In many ways, I will be the outsider for a long time to come, but I am finding my way. I have found a few ladies in the market who make shopping less stressful. I know which stalls I can go to for certain things, and I know that a smile and a question go a long way. For this, I am thankful.

Before she left, Joy Newburn introduced me to a few of her missionary friends including Elsie, Jake and Holly, Cam and Valerie, and Philip and Kristen. In the last few weeks, all of them have reached out to me. All of them have invited me over or made sure I had what I need. They have helped to make the transition easier because they understand what I’m going through. They’ve been in my shoes (even though many of them did so 10+ years ago). They know where to find things. They know who people are, and who is trustworthy. They are teaching me a lot, and at the same time, I am teaching them. For this, I am thankful.
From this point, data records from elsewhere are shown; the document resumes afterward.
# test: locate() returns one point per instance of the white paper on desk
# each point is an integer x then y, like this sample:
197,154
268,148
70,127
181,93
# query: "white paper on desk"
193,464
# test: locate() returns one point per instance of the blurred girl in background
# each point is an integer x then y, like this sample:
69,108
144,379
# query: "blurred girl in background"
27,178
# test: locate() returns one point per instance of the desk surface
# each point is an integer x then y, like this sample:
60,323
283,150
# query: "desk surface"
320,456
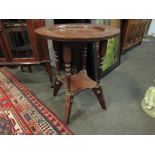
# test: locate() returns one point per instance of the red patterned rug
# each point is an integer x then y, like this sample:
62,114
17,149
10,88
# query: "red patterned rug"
21,113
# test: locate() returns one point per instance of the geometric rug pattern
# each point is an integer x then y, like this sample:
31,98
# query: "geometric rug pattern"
22,113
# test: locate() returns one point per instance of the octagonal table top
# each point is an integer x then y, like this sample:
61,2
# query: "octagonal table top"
78,32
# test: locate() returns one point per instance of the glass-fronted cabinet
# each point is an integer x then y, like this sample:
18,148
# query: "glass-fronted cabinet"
17,34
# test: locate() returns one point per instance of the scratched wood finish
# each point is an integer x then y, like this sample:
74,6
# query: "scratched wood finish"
78,32
68,34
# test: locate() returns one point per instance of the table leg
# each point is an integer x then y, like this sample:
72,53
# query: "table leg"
69,96
57,84
98,91
49,70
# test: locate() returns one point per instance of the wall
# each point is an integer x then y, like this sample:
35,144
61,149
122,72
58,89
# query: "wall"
151,31
49,22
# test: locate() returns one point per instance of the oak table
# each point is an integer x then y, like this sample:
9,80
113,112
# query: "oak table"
68,34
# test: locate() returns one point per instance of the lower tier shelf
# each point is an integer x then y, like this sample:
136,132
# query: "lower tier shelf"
79,81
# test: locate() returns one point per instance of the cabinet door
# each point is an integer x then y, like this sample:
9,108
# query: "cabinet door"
141,29
2,55
18,39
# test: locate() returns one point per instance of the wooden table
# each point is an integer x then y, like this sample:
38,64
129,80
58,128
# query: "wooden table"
84,34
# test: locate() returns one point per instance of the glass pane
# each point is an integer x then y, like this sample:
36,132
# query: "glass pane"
18,37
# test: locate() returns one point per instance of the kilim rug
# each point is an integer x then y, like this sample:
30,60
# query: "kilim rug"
21,113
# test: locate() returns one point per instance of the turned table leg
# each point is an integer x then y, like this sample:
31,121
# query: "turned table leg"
58,83
69,96
49,70
98,91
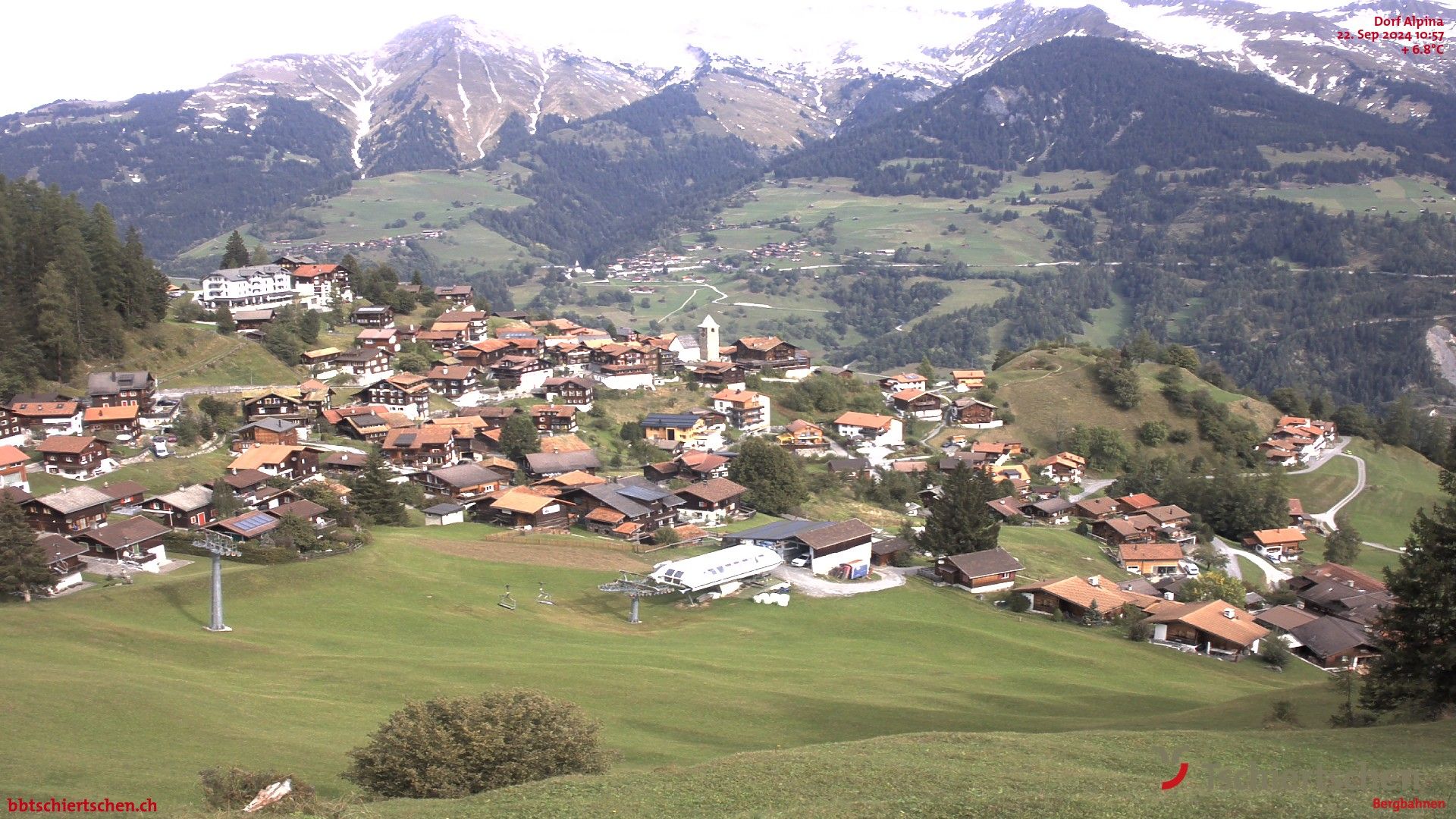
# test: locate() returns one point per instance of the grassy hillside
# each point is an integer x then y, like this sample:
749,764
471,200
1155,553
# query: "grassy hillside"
1324,487
1398,482
182,354
360,216
1053,391
1094,774
1402,196
324,651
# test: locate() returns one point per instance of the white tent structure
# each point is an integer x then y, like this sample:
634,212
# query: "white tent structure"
717,569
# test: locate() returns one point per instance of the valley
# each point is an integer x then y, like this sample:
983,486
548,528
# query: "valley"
829,420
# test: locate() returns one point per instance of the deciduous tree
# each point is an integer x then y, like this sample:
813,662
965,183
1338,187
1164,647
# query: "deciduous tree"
24,569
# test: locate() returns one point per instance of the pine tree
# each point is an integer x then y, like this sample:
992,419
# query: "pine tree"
1343,545
55,324
224,321
375,496
960,521
224,500
235,254
24,569
772,475
927,369
1417,667
519,436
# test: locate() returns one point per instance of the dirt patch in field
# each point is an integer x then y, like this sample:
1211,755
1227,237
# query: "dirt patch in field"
590,554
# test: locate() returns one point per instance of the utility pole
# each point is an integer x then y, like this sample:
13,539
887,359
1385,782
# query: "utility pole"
218,547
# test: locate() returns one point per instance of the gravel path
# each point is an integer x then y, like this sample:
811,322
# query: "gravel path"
808,585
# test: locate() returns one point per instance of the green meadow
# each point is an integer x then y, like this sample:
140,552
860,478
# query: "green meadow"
120,691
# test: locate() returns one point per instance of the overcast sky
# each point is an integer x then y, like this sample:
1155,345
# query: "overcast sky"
89,50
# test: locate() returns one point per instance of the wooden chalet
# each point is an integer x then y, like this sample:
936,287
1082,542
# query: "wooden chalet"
983,572
63,560
419,447
381,315
136,388
764,353
284,403
117,423
525,507
453,382
136,539
1213,627
970,413
264,431
465,483
187,507
403,392
67,512
76,457
712,503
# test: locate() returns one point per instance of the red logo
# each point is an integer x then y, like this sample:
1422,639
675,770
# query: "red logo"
1177,780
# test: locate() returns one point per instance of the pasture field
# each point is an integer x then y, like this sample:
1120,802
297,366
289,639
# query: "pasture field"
877,223
1398,194
1398,483
362,213
1053,391
1324,487
1308,774
324,651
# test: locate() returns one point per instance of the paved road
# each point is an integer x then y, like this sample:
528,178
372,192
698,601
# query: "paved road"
180,392
804,582
1329,516
1324,457
1091,488
1272,575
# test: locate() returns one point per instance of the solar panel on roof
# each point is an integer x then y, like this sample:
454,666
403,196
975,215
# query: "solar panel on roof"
253,522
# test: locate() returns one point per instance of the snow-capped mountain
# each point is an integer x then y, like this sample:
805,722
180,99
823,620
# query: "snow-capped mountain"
437,93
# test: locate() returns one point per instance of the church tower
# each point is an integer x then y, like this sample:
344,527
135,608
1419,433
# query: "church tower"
708,343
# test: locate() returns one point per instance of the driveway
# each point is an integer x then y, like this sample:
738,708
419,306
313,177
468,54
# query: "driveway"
1324,457
1272,575
1091,488
810,585
1329,516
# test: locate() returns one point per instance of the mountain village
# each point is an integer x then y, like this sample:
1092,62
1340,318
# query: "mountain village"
444,430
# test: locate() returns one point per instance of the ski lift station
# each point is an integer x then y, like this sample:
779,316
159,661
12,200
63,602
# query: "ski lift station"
723,567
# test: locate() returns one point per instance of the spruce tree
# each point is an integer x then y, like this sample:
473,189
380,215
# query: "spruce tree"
960,519
772,475
24,569
235,254
375,496
1343,545
55,324
224,321
519,436
1417,634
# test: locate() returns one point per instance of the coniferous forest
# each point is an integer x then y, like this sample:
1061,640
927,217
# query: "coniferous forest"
69,284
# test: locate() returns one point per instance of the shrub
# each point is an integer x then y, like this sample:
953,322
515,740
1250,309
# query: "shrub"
1282,714
232,789
453,748
1274,651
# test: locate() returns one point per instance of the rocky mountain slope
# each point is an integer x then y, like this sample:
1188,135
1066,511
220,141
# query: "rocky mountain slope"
438,93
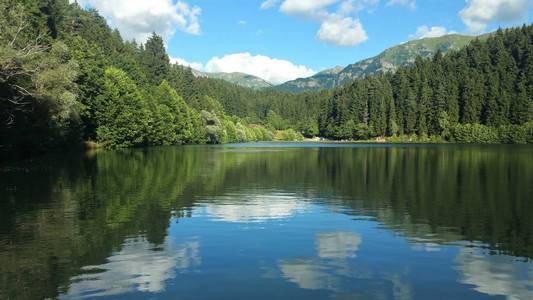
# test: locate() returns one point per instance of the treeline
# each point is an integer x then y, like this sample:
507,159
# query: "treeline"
481,94
66,76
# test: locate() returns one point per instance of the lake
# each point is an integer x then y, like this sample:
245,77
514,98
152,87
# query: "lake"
270,221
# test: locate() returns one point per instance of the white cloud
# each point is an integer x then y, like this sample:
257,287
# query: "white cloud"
137,19
338,28
407,3
307,7
424,31
350,6
273,70
269,4
479,13
180,61
342,31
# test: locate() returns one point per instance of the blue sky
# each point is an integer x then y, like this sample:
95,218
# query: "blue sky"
280,40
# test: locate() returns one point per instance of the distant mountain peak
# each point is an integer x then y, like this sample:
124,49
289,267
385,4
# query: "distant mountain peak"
387,61
237,78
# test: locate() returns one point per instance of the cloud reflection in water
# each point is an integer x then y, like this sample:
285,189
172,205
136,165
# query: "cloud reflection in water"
137,267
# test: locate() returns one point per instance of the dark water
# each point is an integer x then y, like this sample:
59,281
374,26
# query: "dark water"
270,222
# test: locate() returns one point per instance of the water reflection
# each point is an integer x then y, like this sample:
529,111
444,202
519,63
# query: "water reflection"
246,208
495,275
337,245
336,269
459,216
136,267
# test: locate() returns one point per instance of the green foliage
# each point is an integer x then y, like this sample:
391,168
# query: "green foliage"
474,134
288,135
65,75
513,134
484,84
123,116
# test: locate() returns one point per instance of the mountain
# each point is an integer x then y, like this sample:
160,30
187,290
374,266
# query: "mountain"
240,79
388,61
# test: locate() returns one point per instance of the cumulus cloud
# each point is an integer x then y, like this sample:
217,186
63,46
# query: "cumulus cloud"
350,6
308,7
273,70
180,61
425,31
407,3
479,13
269,4
339,28
137,19
342,31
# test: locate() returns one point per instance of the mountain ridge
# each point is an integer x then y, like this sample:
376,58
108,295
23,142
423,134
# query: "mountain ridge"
385,62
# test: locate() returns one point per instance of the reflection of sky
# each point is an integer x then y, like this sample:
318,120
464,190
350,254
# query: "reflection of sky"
495,275
255,209
335,269
136,268
337,245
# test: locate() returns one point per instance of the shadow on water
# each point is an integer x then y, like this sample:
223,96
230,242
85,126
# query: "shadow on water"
63,213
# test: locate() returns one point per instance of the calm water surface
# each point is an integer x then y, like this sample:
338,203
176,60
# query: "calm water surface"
270,221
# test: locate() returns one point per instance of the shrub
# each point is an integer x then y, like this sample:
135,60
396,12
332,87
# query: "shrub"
474,134
513,134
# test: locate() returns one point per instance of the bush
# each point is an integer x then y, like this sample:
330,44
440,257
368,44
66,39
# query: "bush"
289,135
474,134
513,134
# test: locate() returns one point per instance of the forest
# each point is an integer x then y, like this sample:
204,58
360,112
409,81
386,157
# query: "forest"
67,78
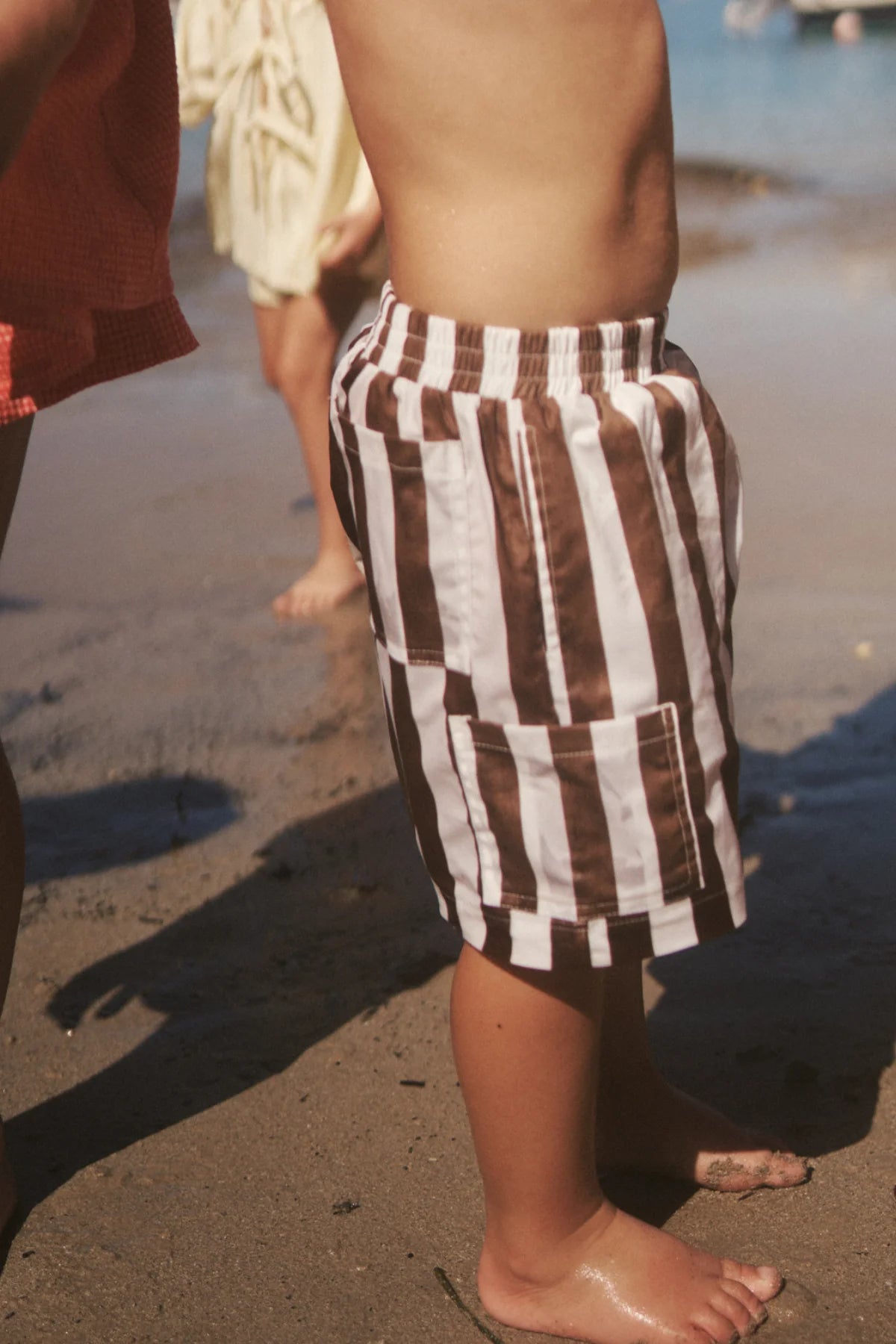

This week and next, I am staying with Elsie at her house across Bamenda. I don’t need to, but it’s nice. You see, I am helping her with SCA (Sonshine Christian Academy), a homeschooling program she runs for missionary families in the Northwest. Because I have very little to do at home other than read, watch movies and clean, she asked if I would teach the middle school language arts. Even though this week has been frustrating and busy, I am so glad she asked me. It has given me the chance to get to know some more of the missionary families and break away from the mind-numbing routine that I had fallen into. For this, I am thankful.
Through these connections, I have been invited “to the village”. Basically, I have invitations to spend a week or two with the various families in at their mission sites. Many of these places are only accessible with a 4x4 with dry ground. At some point in the next three years, I will get to these places. I will hike the last three hours to the village to join the Scotts and comb the Cameroonian forests with the Conrads looking for the famed, mysterious mokolo mbembe, a dinosaur believed to still live in the swampy areas of Cameroon and the Congo. Their friendships and advice are so much more than a connection; they are chances for fulfillment, companionship, adventure and fellowship. For this, I am thankful.
Slowly but surely, I am learning to join the dance, to let go and trust in God and his plan for me. It isn’t easy, but the reward will be worth it in the end. It is already unforgettable.